Geschlechtsneutrale und geschlechtsabstrakte Ausdrücke
Stimmberechtigte, Leitung Anwendungsbereich, wenn Rollen und Funktionen der Personen oder deren Handlung im Vordergrund stehen (z. B. in Gesetzen)

Umformulierungen
Der Bürger erwartet eine schnelle Antwort von den Behörden.
Wer an die Behörden eine Anfrage richtet, erwartet eine schnelle Antwort.
Rat des Fachmannes - fachkundiger Rat

Jede vorgestellte Möglichkeit geschlechtergerechten Formulierens hat ihre Vor- und Nachteile und ihren spezifischen Anwendungsbereich.

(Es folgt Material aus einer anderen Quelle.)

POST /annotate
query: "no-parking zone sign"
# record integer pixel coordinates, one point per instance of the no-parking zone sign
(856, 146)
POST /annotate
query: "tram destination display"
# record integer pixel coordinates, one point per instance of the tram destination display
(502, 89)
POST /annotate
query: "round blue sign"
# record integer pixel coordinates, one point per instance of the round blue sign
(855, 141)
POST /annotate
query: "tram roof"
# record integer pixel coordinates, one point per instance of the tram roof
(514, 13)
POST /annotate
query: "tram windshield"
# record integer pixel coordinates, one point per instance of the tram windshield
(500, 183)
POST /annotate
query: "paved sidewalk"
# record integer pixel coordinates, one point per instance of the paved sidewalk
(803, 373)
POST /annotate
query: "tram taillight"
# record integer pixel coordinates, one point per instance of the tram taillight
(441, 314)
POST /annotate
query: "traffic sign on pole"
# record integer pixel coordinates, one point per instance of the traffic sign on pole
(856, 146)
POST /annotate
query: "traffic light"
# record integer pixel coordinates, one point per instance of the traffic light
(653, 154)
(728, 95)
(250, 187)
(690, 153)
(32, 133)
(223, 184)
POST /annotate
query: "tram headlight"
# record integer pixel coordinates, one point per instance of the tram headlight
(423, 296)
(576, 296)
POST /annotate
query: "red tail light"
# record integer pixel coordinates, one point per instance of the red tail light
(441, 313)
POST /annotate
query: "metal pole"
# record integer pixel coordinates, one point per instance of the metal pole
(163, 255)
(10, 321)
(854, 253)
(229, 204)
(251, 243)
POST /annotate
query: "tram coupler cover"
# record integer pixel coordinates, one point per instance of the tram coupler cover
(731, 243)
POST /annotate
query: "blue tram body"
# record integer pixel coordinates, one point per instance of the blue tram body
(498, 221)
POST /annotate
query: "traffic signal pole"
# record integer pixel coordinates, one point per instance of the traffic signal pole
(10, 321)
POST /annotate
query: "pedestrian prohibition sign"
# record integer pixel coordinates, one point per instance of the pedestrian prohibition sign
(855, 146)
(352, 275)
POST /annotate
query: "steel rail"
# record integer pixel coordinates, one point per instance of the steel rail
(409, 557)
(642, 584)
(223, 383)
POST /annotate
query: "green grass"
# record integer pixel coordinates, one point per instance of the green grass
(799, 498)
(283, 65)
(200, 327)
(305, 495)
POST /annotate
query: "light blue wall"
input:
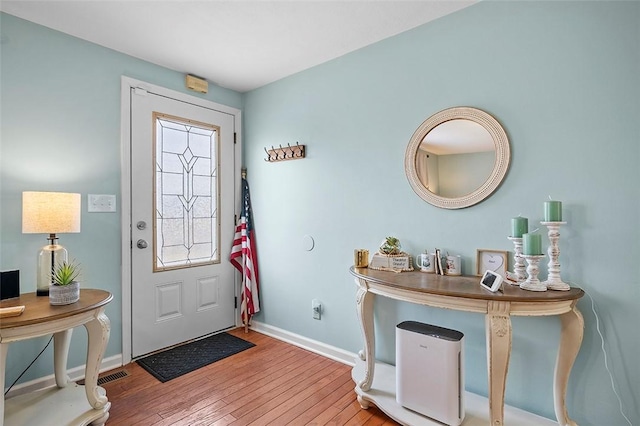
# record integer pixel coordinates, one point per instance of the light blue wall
(561, 77)
(60, 122)
(564, 80)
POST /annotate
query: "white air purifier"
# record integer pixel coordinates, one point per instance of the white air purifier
(429, 371)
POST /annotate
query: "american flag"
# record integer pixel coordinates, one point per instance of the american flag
(243, 257)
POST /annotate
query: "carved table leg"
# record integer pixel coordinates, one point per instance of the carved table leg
(570, 340)
(498, 331)
(364, 305)
(98, 330)
(4, 348)
(61, 342)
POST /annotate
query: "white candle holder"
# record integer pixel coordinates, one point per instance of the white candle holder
(519, 268)
(554, 282)
(532, 283)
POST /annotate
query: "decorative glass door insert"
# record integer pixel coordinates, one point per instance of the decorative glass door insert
(186, 187)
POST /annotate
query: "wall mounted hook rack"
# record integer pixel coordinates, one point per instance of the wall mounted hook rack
(288, 152)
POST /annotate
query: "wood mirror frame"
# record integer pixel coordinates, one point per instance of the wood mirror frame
(495, 178)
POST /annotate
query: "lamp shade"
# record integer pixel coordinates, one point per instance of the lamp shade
(50, 212)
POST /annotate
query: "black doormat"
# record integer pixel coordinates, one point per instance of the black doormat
(183, 359)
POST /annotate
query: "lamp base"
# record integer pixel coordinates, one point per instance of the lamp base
(48, 257)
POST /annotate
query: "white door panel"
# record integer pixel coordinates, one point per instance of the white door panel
(182, 206)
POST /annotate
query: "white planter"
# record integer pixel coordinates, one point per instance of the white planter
(64, 294)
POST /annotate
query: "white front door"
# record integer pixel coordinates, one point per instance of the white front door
(182, 221)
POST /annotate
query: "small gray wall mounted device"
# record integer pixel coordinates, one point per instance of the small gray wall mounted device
(429, 371)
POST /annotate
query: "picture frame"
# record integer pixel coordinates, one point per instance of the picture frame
(492, 260)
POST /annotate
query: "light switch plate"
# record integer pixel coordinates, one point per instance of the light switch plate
(101, 203)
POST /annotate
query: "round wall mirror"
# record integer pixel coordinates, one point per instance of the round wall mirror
(457, 157)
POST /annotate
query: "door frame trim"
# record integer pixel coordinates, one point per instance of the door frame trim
(126, 84)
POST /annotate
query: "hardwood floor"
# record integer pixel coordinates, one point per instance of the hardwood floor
(273, 383)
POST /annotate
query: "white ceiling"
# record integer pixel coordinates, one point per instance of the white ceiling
(237, 44)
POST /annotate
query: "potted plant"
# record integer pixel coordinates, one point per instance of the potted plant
(64, 288)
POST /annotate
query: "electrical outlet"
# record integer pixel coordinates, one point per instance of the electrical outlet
(101, 203)
(316, 306)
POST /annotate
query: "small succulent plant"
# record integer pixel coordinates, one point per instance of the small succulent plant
(390, 245)
(65, 273)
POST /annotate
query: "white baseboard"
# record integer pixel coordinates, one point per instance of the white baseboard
(320, 348)
(74, 374)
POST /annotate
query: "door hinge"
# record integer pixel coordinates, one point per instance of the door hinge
(140, 91)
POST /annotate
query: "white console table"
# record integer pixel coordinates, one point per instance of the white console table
(67, 403)
(464, 293)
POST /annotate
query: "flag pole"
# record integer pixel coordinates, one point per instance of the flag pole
(243, 173)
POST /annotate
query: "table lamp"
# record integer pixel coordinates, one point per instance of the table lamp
(50, 213)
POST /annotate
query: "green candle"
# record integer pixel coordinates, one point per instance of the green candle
(532, 244)
(553, 211)
(519, 225)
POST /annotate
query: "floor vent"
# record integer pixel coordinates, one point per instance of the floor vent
(120, 374)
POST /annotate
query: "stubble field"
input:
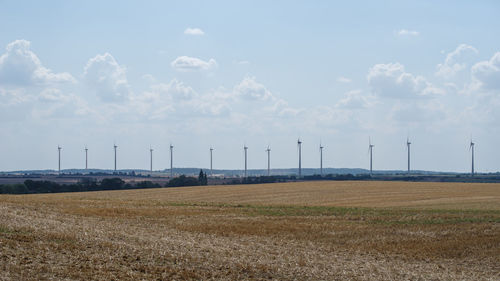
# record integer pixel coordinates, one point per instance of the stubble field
(289, 231)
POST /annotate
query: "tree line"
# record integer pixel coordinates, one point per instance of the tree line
(91, 184)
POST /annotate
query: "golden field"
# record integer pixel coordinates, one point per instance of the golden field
(287, 231)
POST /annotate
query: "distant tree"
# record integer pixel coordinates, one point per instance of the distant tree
(112, 183)
(146, 184)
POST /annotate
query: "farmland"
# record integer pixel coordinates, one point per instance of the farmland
(303, 230)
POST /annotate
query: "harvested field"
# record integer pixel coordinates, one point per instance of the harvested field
(290, 231)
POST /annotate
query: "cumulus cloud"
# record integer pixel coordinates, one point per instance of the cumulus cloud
(342, 79)
(392, 81)
(21, 67)
(250, 89)
(107, 78)
(456, 61)
(406, 32)
(487, 74)
(193, 31)
(185, 63)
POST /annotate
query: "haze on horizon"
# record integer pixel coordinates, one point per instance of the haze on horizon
(198, 74)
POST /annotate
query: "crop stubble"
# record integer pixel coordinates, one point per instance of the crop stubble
(303, 231)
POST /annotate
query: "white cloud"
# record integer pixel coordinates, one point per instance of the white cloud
(354, 100)
(250, 89)
(406, 32)
(107, 78)
(185, 63)
(193, 31)
(392, 81)
(486, 74)
(21, 67)
(456, 61)
(342, 79)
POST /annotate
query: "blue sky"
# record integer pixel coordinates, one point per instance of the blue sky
(225, 73)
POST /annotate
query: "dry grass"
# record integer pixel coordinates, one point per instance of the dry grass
(298, 231)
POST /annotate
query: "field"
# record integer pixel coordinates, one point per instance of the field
(289, 231)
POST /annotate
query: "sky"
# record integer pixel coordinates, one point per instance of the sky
(224, 74)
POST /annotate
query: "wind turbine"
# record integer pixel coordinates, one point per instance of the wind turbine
(408, 143)
(211, 170)
(471, 148)
(151, 158)
(268, 150)
(86, 158)
(171, 161)
(321, 158)
(299, 146)
(245, 148)
(115, 146)
(370, 149)
(59, 154)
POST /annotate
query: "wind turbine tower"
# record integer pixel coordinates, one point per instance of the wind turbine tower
(268, 150)
(151, 159)
(245, 148)
(59, 156)
(115, 147)
(211, 167)
(321, 158)
(86, 158)
(471, 147)
(408, 143)
(171, 161)
(370, 148)
(299, 145)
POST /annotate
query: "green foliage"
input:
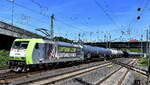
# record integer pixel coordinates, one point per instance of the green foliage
(62, 39)
(4, 55)
(143, 61)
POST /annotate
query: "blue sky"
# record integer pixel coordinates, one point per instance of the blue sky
(86, 17)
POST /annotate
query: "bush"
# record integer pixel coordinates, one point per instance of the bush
(4, 55)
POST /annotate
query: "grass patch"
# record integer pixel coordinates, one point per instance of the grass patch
(4, 55)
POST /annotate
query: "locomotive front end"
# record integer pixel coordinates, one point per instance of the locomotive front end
(18, 54)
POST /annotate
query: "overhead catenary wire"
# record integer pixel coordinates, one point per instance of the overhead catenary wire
(106, 13)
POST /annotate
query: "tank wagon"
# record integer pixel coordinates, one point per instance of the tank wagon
(30, 53)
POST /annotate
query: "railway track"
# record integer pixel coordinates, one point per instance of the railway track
(11, 77)
(45, 78)
(110, 77)
(66, 76)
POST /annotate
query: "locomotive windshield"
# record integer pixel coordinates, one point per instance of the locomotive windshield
(20, 44)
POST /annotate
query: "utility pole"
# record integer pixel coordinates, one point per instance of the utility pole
(12, 15)
(52, 26)
(142, 43)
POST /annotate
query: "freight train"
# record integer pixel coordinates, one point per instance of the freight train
(33, 53)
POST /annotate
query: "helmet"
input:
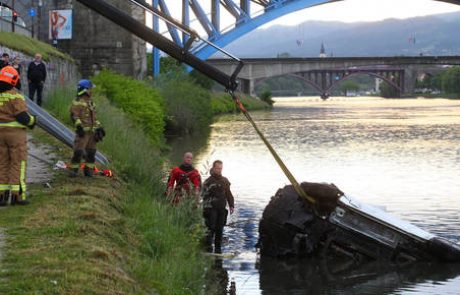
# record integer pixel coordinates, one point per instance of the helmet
(9, 75)
(83, 86)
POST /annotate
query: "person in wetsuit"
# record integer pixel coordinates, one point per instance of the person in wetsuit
(216, 195)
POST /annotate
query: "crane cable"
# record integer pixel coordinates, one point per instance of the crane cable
(280, 162)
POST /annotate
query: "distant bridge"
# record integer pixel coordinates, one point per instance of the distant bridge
(323, 74)
(248, 15)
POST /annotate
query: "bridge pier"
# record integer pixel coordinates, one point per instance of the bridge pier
(247, 86)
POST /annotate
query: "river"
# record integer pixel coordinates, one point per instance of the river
(402, 154)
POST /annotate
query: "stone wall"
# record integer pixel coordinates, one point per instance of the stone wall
(99, 43)
(59, 71)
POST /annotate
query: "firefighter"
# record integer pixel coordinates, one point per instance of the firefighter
(216, 195)
(184, 180)
(14, 119)
(87, 128)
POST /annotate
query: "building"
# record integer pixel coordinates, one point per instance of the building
(322, 52)
(95, 42)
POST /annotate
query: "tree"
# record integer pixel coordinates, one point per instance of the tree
(388, 91)
(450, 81)
(266, 96)
(348, 85)
(202, 80)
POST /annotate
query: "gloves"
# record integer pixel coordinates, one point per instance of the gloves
(80, 132)
(99, 134)
(32, 122)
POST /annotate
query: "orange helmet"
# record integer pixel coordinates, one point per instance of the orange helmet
(9, 75)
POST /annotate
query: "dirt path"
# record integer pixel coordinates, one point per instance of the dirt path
(39, 163)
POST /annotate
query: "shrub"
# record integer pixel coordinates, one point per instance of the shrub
(223, 103)
(142, 102)
(188, 105)
(266, 96)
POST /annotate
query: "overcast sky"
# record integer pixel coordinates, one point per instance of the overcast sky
(346, 11)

Bereits bei der Konzeption von Texten muss man sich bewusst sein, dass der Text Frauen und Männern gleichermaßen gerecht werden muss.

In dem Frauenförderplan der Stadt Neumünster werden u.a. Maßnahmen zur beruflichen Gleichstellung von Frauen und Männern, Maßnahmen zur Vereinbarkeit von Familie und Beruf für Frauen und Männer, Ausstattung von Arbeitsplätzen und Arbeitsbedingungen sowie Maßnahmen gegen sexuelle Belästigung am Arbeitsplatz aufgegriffen.